Ósip Mandelstam componía su poesía en la mente mientras paseaba, como los antiguos griegos, en quienes se basó para afirmar que la poesía es la quintaesencia de la palabra y que era tan respetada como temida en la Rusia de su época, hasta el punto de que se mataba a gente por escribir poesía. Así le ocurrió a él, que había sido antes condenado al exilio y perseguido desde que, en 1933, fue acusado de recitar de memoria un epigrama no escrito sobre Stalin, en una reunión con diez amigos íntimos, entre los que había un delator. Murió en un campo de tránsito a Siberia en 1938. Su viuda, Nadiezhda, tuvo que malvivir de ciudad en ciudad esquivando a la policía durante más de cuarenta años hasta su muerte en 1980, pero fue ella misma quien memorizó, transcribió y entregó a las personas de su confianza las poesías de Mandelstam, salvándolas para la posteridad. Así lo relata en su autobiografía ‘El Siglo de los Lobos’, que fue publicada a pesar de que la KGB allanó su apartamento de Moscú tras su muerte, para incautar la poesía de su marido, sin saber que una copia había salido ya hacia Estados Unidos, junto con la autobiografía de Nadiezhda. La palabra del poeta -‘una vela que arde en un farolillo de papel’- no murió en el exilio. Gracias a ello, podemos hoy conocer algunos de sus versos en defensa de la libertad de expresión que, como el propio Mandelstam había vaticinado, sobrevivieron al poder del tirano: “Vivimos sin sentir el país bajo nuestros pies / nuestras voces no se oyen a diez pasos/ y cuando osamos hablar a medias / siempre evocamos al montañés del Kremlin”.

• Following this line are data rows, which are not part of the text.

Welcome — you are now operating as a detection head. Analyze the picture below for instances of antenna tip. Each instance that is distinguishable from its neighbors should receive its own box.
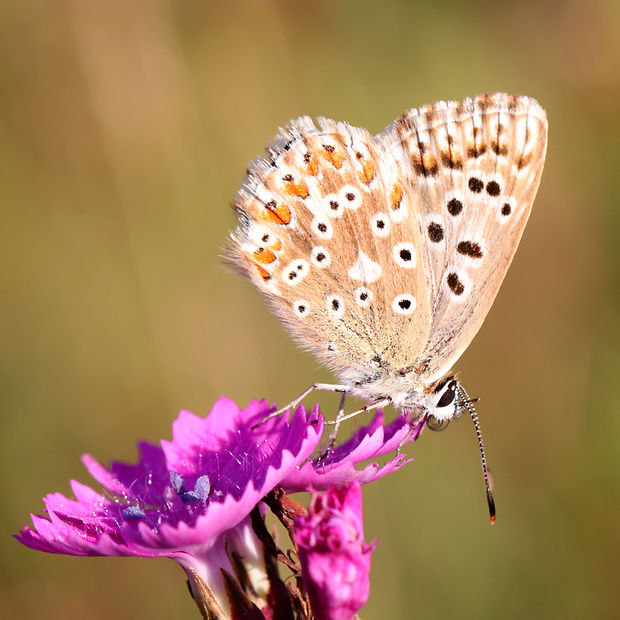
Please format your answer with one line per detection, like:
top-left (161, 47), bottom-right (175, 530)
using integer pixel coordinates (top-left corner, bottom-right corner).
top-left (487, 489), bottom-right (497, 525)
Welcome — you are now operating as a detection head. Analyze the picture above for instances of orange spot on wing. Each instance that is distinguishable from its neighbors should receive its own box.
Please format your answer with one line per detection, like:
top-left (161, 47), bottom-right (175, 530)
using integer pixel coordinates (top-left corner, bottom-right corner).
top-left (306, 156), bottom-right (319, 177)
top-left (254, 248), bottom-right (276, 265)
top-left (267, 239), bottom-right (282, 252)
top-left (284, 179), bottom-right (308, 198)
top-left (390, 183), bottom-right (403, 211)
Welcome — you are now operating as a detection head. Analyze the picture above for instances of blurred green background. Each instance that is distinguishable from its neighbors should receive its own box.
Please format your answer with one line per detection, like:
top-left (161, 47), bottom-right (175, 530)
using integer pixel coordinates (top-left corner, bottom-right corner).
top-left (0, 0), bottom-right (620, 620)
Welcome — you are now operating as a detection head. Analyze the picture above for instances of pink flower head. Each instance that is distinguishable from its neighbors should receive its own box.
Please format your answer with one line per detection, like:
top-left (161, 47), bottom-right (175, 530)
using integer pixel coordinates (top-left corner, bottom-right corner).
top-left (16, 398), bottom-right (323, 610)
top-left (294, 482), bottom-right (375, 620)
top-left (16, 398), bottom-right (424, 619)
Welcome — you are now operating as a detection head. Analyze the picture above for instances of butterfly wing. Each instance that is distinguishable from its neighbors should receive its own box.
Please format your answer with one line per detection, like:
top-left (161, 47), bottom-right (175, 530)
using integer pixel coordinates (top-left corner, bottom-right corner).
top-left (230, 95), bottom-right (546, 393)
top-left (230, 118), bottom-right (431, 383)
top-left (386, 93), bottom-right (547, 383)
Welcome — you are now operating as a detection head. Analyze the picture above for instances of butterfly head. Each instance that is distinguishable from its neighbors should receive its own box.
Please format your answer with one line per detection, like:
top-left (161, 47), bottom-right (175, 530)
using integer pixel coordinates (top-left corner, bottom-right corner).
top-left (426, 377), bottom-right (465, 431)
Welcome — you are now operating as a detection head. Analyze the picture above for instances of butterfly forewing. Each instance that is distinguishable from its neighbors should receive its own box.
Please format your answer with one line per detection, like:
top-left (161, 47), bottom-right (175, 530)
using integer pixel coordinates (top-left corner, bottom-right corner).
top-left (231, 94), bottom-right (546, 392)
top-left (388, 95), bottom-right (547, 383)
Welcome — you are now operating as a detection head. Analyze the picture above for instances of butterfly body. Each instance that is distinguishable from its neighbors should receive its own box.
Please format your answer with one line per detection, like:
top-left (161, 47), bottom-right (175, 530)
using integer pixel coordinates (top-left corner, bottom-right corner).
top-left (230, 93), bottom-right (547, 426)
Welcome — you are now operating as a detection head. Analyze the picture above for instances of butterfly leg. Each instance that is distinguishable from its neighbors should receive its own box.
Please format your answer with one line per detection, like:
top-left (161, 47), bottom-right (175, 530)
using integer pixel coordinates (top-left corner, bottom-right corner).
top-left (319, 392), bottom-right (392, 460)
top-left (396, 415), bottom-right (426, 456)
top-left (325, 396), bottom-right (392, 429)
top-left (251, 383), bottom-right (351, 426)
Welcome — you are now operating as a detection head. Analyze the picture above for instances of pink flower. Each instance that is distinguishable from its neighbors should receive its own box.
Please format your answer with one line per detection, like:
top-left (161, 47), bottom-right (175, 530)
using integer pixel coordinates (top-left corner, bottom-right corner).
top-left (16, 398), bottom-right (323, 613)
top-left (16, 398), bottom-right (424, 618)
top-left (294, 482), bottom-right (376, 620)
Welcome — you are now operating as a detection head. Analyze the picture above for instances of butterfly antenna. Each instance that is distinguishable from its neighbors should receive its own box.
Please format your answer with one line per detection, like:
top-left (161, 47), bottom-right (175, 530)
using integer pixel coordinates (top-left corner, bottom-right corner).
top-left (458, 385), bottom-right (495, 525)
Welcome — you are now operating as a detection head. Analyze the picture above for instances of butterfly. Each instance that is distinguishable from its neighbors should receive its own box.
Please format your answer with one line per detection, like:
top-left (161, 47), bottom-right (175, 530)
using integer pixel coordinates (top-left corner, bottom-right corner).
top-left (229, 93), bottom-right (547, 512)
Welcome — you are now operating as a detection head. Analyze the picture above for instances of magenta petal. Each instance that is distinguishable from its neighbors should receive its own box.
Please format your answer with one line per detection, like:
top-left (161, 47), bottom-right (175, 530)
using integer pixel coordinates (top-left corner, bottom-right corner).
top-left (281, 410), bottom-right (425, 493)
top-left (16, 398), bottom-right (323, 559)
top-left (295, 482), bottom-right (374, 620)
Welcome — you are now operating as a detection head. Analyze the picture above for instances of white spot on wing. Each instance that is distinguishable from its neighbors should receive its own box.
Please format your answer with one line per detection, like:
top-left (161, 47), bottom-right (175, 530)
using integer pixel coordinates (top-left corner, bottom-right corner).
top-left (348, 252), bottom-right (381, 282)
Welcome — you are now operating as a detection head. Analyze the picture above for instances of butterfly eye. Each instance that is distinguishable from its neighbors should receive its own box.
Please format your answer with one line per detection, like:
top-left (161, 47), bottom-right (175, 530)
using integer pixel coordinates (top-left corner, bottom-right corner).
top-left (426, 415), bottom-right (450, 431)
top-left (437, 381), bottom-right (456, 407)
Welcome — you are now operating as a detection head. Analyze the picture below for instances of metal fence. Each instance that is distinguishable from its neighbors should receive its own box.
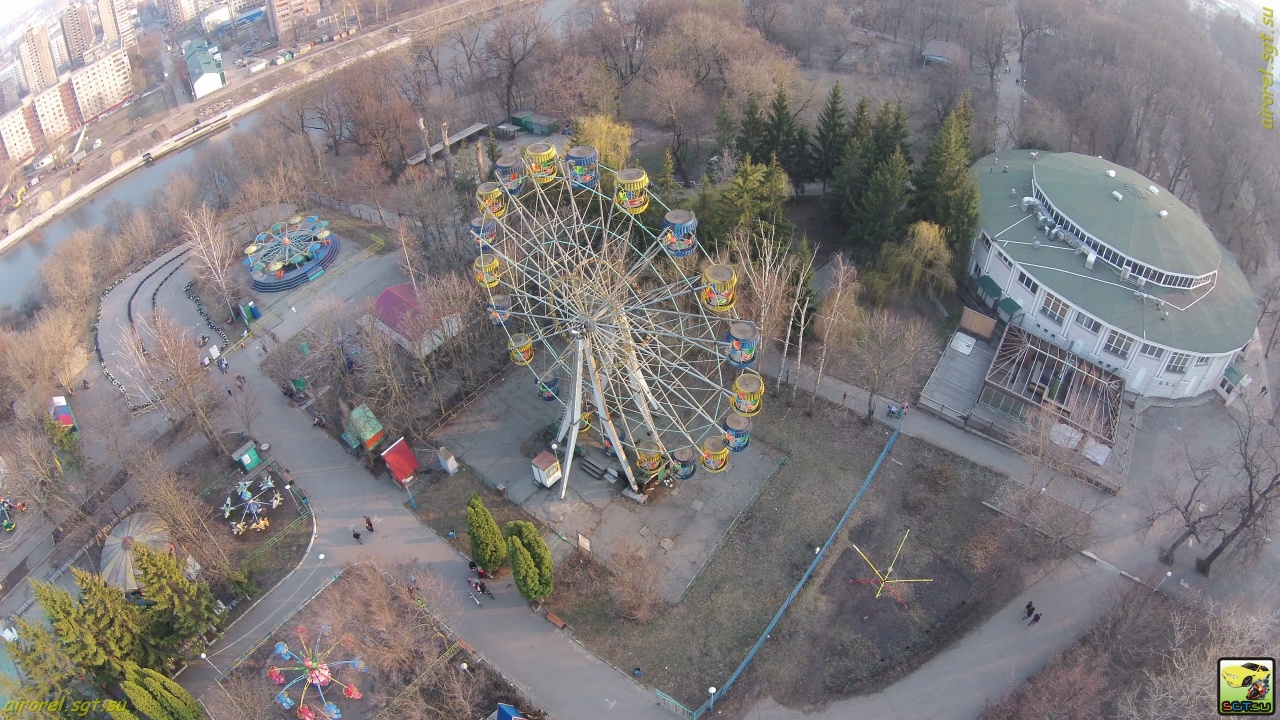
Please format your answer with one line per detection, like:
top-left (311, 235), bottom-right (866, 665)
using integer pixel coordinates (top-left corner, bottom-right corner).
top-left (654, 423), bottom-right (902, 720)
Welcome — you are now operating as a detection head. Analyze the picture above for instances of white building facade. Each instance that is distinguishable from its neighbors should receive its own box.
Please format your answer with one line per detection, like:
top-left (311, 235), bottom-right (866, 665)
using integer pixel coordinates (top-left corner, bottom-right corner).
top-left (969, 151), bottom-right (1257, 398)
top-left (72, 49), bottom-right (133, 122)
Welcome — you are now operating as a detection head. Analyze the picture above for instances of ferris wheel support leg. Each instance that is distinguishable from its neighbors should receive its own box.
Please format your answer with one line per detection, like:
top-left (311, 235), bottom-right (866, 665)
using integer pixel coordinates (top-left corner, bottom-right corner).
top-left (586, 335), bottom-right (640, 493)
top-left (556, 337), bottom-right (585, 500)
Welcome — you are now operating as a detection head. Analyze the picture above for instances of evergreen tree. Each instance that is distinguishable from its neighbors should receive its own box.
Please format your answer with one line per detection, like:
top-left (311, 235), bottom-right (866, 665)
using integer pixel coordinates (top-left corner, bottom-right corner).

Es incomprensible que se pueda afirmar hoy que exista un déficit en la libertad de expresión en el país de la ‘Farsa y Licencia de la Reina Castiza’. La condena judicial a un rapero no ha puesto en peligro nuestra libertad de palabra porque, como se ha visto, la libertad de expresión no puede afirmarse con un carácter absoluto o abstracto. En este sentido, cabe recordar que el Tribunal Constitucional ya negó el amparo a la protección del derecho a la libertad de expresión en la Sentencia 23/2010, de 17 de abril, por dañarse gravemente el honor de una persona mediante expresiones “desvinculadas de cualquier finalidad legítima de crítica política o social y de modo que” “en nada contribuían a la formación de una opinión pública libre”. Esto es así porque la libertad de expresión, que es el bien más protegido y sagrado de toda democracia, no ampara la exaltación del terror, ni habilita para jalear el asesinato y la violencia, para insultar, para amenazar de muerte ni para coartar la libertad de los demás. La violencia en Barcelona resucita el aullido de los lobos, que debiera ser la huella de un siglo ya superado.